17.11.2021, 20:19:59

Sehr guter Hinweis. Wir haben nun im Sachverhalt klargestellt, dass bei Abschluss des Vertrages sich B der Mitwirkung der Händlerin V bediente und damit die notwendige wirtschaftliche Einheit (§ 358 Abs. 3 S. 2 BGB) vorliegt. Beste Grüße, Lukas - für das Jurafuchs-Team

ri

ri

20.3.2022, 12:18:33

Könnte man nicht argumentieren, dass die Bank dadurch, dass sie sich Vs Mitwirkung bedient, in dessen Lager steht und K daher den Darlehensvertrag nach 123 I anfechten kann, da B sich die arglistige Täuschung zurechnen lassen muss?

Lukas_Mengestu

Lukas_Mengestu

21.3.2022, 11:58:15

Hallo Ri, in der Tat sieht die Rechtsprechung in solchen Konstellationen den Vermittler (hier: V) nicht als Dritten, sodass die arglistige Täuschung des V auch zur Anfechtung des Darlehensvertrages mit der Bank berechtigt hätte (vgl. Rehberg, in: BeckOGK-BGB, 1.3.2022, § 123 RdNr. 48.1 mwN).
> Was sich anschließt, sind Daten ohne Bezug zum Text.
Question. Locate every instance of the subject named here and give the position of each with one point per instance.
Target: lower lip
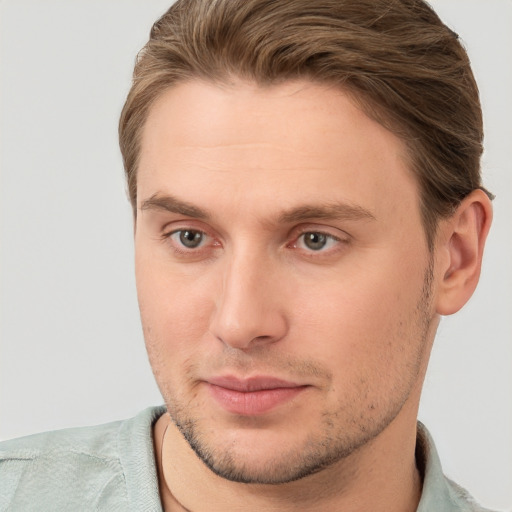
(252, 403)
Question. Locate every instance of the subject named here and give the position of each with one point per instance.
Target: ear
(460, 249)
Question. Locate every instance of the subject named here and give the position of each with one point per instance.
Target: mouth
(253, 396)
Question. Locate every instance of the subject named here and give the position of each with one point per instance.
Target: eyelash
(182, 250)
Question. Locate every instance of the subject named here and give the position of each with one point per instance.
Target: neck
(380, 476)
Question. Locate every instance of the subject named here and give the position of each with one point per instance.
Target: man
(307, 203)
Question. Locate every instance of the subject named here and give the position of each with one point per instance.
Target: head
(296, 171)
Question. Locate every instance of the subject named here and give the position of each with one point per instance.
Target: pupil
(315, 241)
(191, 239)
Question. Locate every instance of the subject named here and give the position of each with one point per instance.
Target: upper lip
(258, 383)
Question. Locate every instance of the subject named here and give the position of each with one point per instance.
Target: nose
(250, 308)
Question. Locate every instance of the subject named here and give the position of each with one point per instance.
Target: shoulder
(71, 469)
(439, 492)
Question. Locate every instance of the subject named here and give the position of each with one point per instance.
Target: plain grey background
(71, 349)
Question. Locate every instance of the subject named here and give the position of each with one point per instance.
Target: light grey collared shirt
(111, 468)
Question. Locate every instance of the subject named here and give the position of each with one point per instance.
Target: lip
(252, 396)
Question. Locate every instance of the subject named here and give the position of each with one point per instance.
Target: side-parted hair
(395, 58)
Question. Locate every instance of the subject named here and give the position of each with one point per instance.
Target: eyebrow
(335, 210)
(174, 205)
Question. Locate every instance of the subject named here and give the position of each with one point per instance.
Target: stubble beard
(327, 446)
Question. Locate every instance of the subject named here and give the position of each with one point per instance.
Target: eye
(189, 238)
(316, 241)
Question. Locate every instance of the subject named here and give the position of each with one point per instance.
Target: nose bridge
(248, 310)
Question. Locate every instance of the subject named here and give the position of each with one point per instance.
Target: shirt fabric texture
(111, 468)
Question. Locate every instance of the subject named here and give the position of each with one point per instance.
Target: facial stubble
(320, 450)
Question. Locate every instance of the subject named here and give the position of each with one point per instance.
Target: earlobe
(462, 244)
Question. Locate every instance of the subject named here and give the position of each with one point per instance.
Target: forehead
(294, 142)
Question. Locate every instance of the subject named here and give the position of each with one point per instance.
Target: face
(282, 273)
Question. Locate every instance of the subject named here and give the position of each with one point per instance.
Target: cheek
(365, 323)
(175, 314)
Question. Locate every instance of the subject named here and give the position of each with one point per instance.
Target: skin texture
(251, 174)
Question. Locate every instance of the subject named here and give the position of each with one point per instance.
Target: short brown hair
(403, 66)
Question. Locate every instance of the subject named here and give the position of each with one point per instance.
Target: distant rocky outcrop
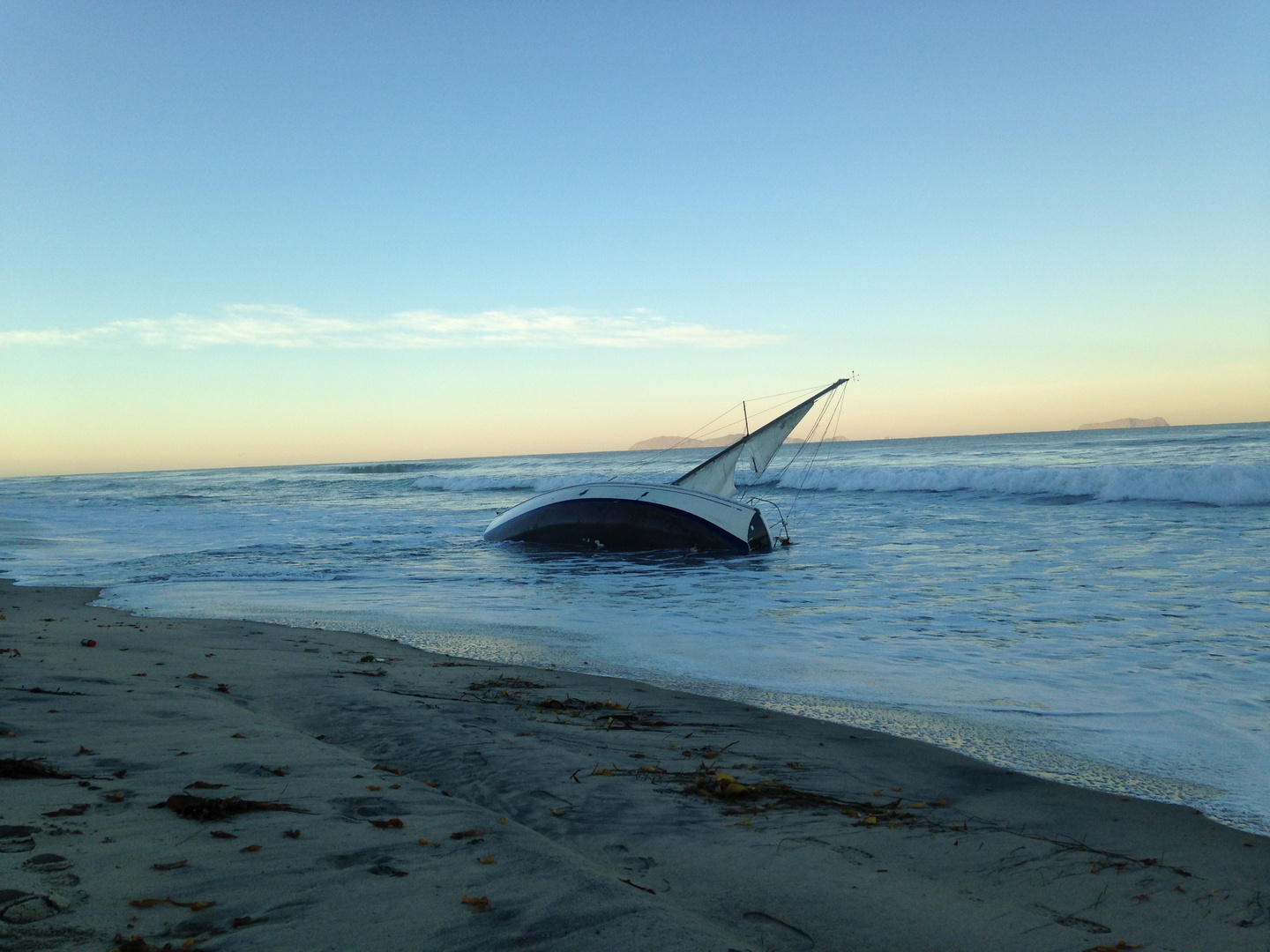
(684, 443)
(1128, 423)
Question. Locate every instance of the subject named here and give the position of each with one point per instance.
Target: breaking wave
(1214, 484)
(508, 481)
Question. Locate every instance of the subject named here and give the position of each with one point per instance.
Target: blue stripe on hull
(624, 525)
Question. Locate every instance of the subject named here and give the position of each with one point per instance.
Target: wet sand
(571, 811)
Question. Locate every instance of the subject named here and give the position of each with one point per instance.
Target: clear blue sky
(286, 233)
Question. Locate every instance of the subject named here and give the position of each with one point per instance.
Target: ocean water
(1091, 607)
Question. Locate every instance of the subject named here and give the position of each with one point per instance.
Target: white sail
(764, 443)
(718, 473)
(715, 475)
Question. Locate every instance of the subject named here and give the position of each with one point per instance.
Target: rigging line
(804, 443)
(705, 432)
(660, 453)
(816, 427)
(807, 471)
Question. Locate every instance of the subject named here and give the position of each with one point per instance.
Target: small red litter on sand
(479, 904)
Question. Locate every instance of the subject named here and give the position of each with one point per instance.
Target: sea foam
(1213, 484)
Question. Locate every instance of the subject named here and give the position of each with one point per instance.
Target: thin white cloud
(280, 325)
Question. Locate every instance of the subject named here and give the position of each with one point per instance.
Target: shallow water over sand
(1087, 606)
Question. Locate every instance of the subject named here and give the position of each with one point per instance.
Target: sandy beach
(230, 785)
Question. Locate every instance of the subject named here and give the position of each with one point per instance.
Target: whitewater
(1091, 607)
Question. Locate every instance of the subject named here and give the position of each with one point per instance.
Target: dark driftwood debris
(29, 770)
(190, 807)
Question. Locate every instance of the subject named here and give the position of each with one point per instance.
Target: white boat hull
(629, 517)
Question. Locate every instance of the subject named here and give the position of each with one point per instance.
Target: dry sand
(566, 827)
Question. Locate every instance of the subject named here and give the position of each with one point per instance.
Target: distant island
(1128, 423)
(684, 443)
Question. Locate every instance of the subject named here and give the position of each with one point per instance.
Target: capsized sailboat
(696, 512)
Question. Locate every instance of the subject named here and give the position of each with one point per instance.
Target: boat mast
(796, 414)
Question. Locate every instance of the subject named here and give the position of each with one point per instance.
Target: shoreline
(598, 813)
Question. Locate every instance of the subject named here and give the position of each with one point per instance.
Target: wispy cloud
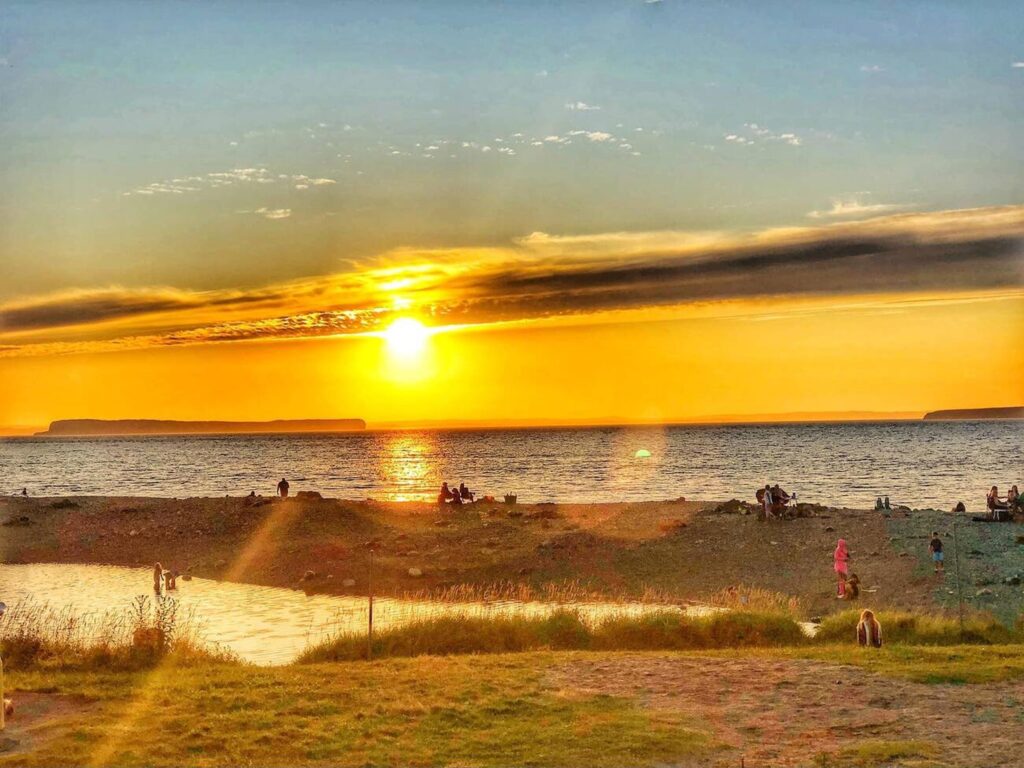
(545, 275)
(754, 133)
(274, 213)
(855, 207)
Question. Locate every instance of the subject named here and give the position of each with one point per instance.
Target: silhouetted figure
(868, 631)
(444, 495)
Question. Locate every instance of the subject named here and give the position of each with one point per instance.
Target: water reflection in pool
(263, 625)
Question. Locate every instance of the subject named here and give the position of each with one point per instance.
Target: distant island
(973, 414)
(83, 427)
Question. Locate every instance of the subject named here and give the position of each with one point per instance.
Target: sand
(681, 549)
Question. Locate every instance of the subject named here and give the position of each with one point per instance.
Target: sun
(407, 337)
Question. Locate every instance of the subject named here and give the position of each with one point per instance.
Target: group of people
(999, 509)
(458, 496)
(868, 629)
(774, 500)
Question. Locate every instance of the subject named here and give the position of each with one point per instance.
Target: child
(841, 558)
(935, 547)
(868, 631)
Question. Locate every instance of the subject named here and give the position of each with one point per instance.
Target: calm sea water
(914, 463)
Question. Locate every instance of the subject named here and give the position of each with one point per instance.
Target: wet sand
(681, 549)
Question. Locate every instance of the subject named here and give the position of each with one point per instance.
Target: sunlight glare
(407, 337)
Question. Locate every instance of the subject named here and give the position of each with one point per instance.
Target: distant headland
(83, 427)
(974, 414)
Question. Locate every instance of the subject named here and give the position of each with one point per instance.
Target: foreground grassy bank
(542, 709)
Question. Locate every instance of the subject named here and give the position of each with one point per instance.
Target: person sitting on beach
(444, 495)
(841, 560)
(1014, 499)
(868, 631)
(935, 547)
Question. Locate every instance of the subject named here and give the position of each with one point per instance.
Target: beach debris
(671, 526)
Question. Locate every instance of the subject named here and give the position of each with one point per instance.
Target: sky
(597, 211)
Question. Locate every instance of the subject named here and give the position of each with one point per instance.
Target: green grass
(491, 711)
(564, 631)
(915, 629)
(872, 754)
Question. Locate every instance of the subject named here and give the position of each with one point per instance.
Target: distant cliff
(156, 426)
(971, 414)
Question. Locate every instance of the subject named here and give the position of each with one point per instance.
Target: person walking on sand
(841, 560)
(935, 547)
(868, 631)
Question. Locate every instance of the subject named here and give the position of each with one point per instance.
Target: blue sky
(562, 118)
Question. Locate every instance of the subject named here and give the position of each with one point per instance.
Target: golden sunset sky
(598, 212)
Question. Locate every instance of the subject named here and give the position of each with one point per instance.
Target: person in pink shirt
(841, 561)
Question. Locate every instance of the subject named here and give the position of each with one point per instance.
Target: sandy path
(786, 713)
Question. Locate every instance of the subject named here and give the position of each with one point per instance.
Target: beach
(677, 551)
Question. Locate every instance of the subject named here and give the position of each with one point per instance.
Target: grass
(34, 634)
(488, 712)
(871, 754)
(564, 631)
(914, 629)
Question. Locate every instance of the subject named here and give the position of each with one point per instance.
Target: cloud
(544, 275)
(854, 207)
(756, 133)
(274, 213)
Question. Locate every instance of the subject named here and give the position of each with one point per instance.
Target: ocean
(920, 464)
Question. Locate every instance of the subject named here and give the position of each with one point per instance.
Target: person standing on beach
(841, 560)
(935, 547)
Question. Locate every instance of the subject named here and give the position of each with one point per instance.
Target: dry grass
(564, 630)
(34, 634)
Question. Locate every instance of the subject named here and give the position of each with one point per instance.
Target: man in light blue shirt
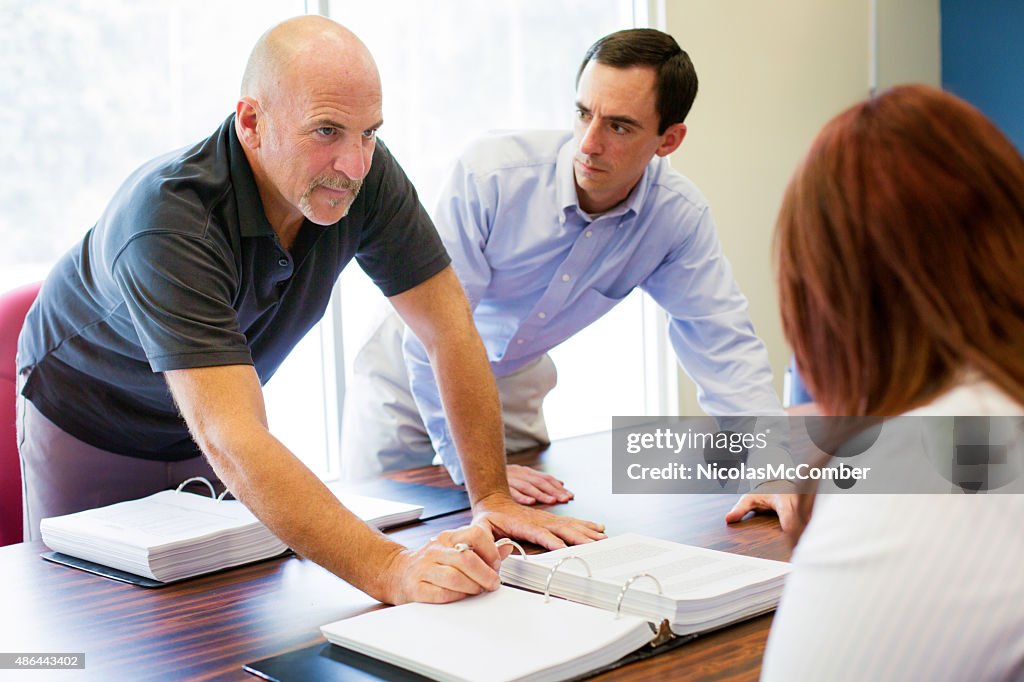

K hatte hier allerdings gegenüber der Bank im vorliegenden Fall nie die Anfechtung erklärt (vielmehr hatte diese ihm das Darlehen gekündigt). Deswegen war die Anfechtung des Darlehensvertrages selbst gerichtlich nicht zu prüfen gewesen. Beste Grüße, Lukas - für das Jurafuchs-Team

Johannes Nebe

Johannes Nebe

9.4.2023, 11:25:01

(a) "B bediente sich der Mitwirkung von V" finde ich etwas abstrakt. Was ist denn das Entscheidende? Dass der Darlehensvertrag durch V angestoßen wurde? Dass B über den Kaufvertrag und seine essentialia negotii informiert war? Dass B überhaupt wusste, dass Darlehen und Kauf verbunden waren? -- (b) Welche der zitierten Normen ist aus Eurer Sicht "abgefahren"?

DAV

David.

26.7.2023, 08:39:49

Könnte man bezüglich der Abtretung der Kondiktionsansprüche auch mit 285 (analog) argumentieren?

IS

IsiRider

13.2.2024, 10:58:29

Liegt hier nicht

Fehleridentität

vor?

TI

Timurso

13.2.2024, 16:16:17

Nein.

Fehleridentität

ist typischerweise eine Fallgruppe, bei der zugleich das Verpflichtungs- und das Verfügungsgeschäft angefochten werden (bzw. an einem anderen Mangel leiden). Sie wird zum Teil als Ausnahme des Trennungs- und Abstraktionsprinzip gesehen. Hier geht es jedoch um verschiedene Verpflichtungsgeschäfte, die, umso wichtiger, mit verschiedenen Vertragspartnern geschlossen wurden. Insofern kann schon deswegen die Erklärung der Anfechtung ggü. V nicht auch den Vertrag mit B anfechten, § 143 BGB. Zudem ist bei

Fehleridentität

, wie der Name schon sagt, erforderlich, dass beide Geschäfte am selben Mangel leiden. Hier ist der Vertrag mit B jedoch nicht anfechtbar, da die Täuschung durch V passierte und keine Anhaltspunkte dafür vorliegen, dass B die Täuschung kannte oder kennen musste, § 123 II BGB.

TI

Timurso

13.2.2024, 16:17:54

Okay, letzteren Punkt muss ich mit Blick auf den Thread 2 weiter unten revidieren. Scheinbar wäre der Vertrag auch ggü. B anfechtbar.